I am actually drawn to the Steve Zara / PZ Myers point that it is hard to think of any evidence that would in principle be capable of convincing me of a god’s existence (a trick, or a hallucination, or insanity, or even a visitation by an evolved super-human from outer space would always be more probable). But I didn’t feel like raising this in the Sheldonian, where it would have been so far off the radar of either of my two colleagues as to lead to no fruitful exchange. There was also the risk of a blast of epistemic incomprehensibility from the philosophical referee. And that would have been no way to finish off a civilised evening.

To be fair to the infamous Daily Telegraph, they make partial amends by publishing another article, this time by Tom Chivers, under the headline, "Richard Dawkins is an agnostic? Well, obviously." In it he says:

Richard Dawkins, the world's most famous atheist (© all newspapers) is, it turns out, an agnostic! What a climbdown! Not so cocky now, eh, professor? In a debate with the magnificently eyebrowed Archbishop of Canterbury, the great evolutionary biologist said that he can't be certain that God doesn't exist, and that he would call himself an agnostic.

Except that Dawkins said exactly that – even down to the "6.9 out of seven" description of his level of surety that there is no God – ages ago.

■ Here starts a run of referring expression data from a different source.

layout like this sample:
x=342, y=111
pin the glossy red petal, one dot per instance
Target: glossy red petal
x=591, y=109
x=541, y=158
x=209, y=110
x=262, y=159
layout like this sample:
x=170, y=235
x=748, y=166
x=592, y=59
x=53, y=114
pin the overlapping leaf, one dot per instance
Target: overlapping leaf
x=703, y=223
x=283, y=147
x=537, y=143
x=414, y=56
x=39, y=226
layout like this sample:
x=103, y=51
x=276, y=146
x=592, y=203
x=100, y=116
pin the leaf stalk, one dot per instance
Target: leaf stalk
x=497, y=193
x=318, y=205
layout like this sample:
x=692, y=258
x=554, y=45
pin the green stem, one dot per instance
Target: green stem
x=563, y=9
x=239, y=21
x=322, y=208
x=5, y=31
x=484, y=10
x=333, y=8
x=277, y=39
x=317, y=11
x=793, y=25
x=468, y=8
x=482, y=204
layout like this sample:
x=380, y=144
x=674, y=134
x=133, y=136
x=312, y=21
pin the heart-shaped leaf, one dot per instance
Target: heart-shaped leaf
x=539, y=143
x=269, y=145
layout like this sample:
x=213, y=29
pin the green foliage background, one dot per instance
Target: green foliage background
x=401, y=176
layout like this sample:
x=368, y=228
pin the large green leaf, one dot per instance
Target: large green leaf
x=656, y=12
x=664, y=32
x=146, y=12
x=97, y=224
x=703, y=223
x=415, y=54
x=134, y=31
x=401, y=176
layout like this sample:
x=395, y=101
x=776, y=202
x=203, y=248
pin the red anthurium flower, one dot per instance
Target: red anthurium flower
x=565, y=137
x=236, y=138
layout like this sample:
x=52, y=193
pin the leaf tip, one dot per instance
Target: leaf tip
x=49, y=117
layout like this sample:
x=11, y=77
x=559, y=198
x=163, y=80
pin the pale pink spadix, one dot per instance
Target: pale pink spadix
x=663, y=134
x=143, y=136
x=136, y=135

It’s hard to resist a feeling of “You can’t win”. On the one hand we ‘horsemen’ and ‘new atheists’ are attacked, often aggressively and stridently, for being aggressive and strident. On the other hand, when journalists or religious apologists actually meet us and we turn out to be courteous and civilised, they accuse us of climbing down, “admitting” or “confessing” that we have changed, when actually we are behaving exactly as we always have. They seem to feel let down when they discover that the real people aren't anything like the way they so relentlessly portray us; as if, since they've gone to the trouble of inventing extravagant caricatures of us, we should at least have the decency to live up to them in real life.

It would be nice to think the journalists might have learned something from this experience. I suppose it’s probably asking too much that some of them might get around to actually reading The God Delusion at long last, rather than simply continuing to denounce their own invented version of it.